A famous and humorous quotation popularised by an incident involving George Best (the most famous footballer in the 1970s)

In 1973 a waiter was delivering champagne and caviar to a hotel room.He opens the door to see George Best lying on the bed with his girlfriend (the then current Miss World), surrounded by piles of cash he had won in the casino the previous night. The newspapers of the time were focusing on his drop in form on the pitch. The waiter, seeing his idol surrounded by empty champagne bottles, cash and Miss World asked..

“So, Bestie, where did it all go wrong ?”

Sadly the reasons for our climate’s destruction are not funny.

The reasons for governments inaction are many.

Vladimir Putin’s insane invasion of Ukraine has led to disruption in global fossil fuel supplies. This is good news long term for the world, as it has accelerated plans to deploy more renewable energy – wind , solar etc., much faster than originally planned. But it is bad news in the short term as we return to increased use of coal and gas to fuel our energy hungry way of life. It’s sad to see some countries placing higher importance on securing alternatives to Russian oil and gas supplies than reducing carbon emissions.

NOT ENOUGH FINANCIAL SUPPORT 

In 2021, developed countries committed to $100 billion of annual aid to help fight carbon emissions.
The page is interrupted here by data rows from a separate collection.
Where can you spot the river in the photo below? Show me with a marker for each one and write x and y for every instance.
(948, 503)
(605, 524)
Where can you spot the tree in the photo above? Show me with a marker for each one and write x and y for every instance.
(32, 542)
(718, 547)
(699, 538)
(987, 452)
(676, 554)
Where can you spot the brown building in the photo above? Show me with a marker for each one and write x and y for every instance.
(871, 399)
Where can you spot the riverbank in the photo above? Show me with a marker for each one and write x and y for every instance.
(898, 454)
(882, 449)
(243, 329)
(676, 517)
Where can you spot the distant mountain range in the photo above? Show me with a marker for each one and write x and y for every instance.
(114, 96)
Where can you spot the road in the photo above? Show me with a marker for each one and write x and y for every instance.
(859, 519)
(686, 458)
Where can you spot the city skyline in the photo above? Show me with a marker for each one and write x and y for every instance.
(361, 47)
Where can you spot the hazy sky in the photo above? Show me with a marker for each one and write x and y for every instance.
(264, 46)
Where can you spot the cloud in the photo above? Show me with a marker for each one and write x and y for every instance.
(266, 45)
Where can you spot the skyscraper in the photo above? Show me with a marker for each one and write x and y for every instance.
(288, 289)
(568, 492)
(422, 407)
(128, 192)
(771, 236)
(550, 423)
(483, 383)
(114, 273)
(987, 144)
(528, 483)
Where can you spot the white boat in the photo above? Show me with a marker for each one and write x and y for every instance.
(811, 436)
Apart from my own view that this is nowhere near enough (too little too late), the UK government recently stated that this will not be achieved in 2022 but it was confident the target would be hit by 2023.

Talk about kicking the problem down the road…
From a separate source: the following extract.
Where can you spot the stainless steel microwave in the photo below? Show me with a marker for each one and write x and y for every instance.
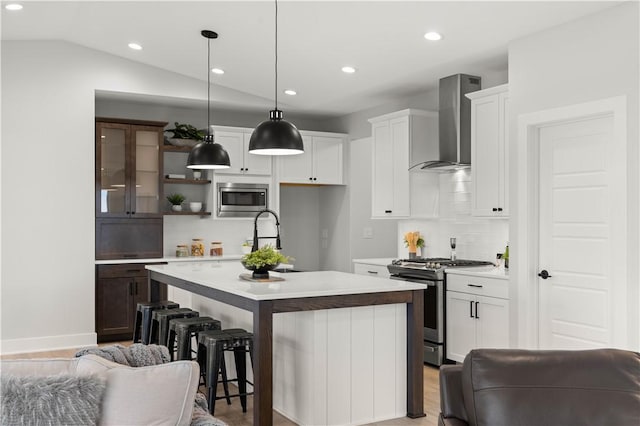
(242, 199)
Developing countries, without necessary investment, continue to harm the world’s environment.

India is a prime example.

Pollution Smoke At Sunset
Pollution. Photo Adobe Stock

Desperate to grow its economy, demand continues to surge. Coal India, the world’s largest coal miner, has increased production by more than 15% and it’s still not enough to supply local demand. Power outages are regular.

Earlier than expected, searing heatwaves in April (global warming….no surprise) pushed up demand for electricity to record levels. How is the electricity produced? COAL.
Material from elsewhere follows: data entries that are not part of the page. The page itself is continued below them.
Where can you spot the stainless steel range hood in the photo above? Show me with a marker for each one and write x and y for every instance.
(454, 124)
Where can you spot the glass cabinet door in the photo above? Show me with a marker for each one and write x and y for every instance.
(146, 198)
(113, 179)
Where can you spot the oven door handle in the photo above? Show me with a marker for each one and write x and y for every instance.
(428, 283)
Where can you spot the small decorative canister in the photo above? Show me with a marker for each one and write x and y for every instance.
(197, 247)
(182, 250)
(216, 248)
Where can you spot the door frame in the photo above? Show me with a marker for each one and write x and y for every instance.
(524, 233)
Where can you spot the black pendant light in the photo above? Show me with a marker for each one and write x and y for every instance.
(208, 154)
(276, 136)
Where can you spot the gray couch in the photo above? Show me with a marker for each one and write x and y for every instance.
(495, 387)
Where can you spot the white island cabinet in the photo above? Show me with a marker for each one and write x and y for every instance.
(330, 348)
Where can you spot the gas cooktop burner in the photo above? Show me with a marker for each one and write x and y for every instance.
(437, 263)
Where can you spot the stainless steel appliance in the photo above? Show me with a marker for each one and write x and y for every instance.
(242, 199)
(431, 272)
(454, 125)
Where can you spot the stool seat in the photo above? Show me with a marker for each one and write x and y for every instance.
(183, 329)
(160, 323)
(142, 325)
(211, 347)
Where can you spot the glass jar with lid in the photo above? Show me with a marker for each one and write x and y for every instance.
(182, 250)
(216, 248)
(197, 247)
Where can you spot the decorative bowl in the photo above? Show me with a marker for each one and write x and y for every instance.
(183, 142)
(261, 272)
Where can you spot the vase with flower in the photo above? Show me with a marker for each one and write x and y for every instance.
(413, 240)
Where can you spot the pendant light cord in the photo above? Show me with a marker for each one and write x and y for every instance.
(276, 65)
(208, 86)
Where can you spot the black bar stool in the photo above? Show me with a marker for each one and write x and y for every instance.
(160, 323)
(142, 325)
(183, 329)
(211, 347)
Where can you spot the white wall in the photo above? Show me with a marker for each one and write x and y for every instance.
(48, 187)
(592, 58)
What does burning coal do ? DESTROYS THE ENVIRONMENT. (India’s coal is high in ash – 35% more, which makes it highly polluting.)

Some100,000 Indians die every year through coal emissions according to Greenpeace.

GOVERNMENTS FINANCIAL PRIORITIES HAVE CHANGED 

Sad but true. As the world faces the absurd actions of the lunatic Putin, finances have had to be diverted to funding an unnecessary war effort. This avoidable, futile and needless war results in killing not only human life, but also the environment.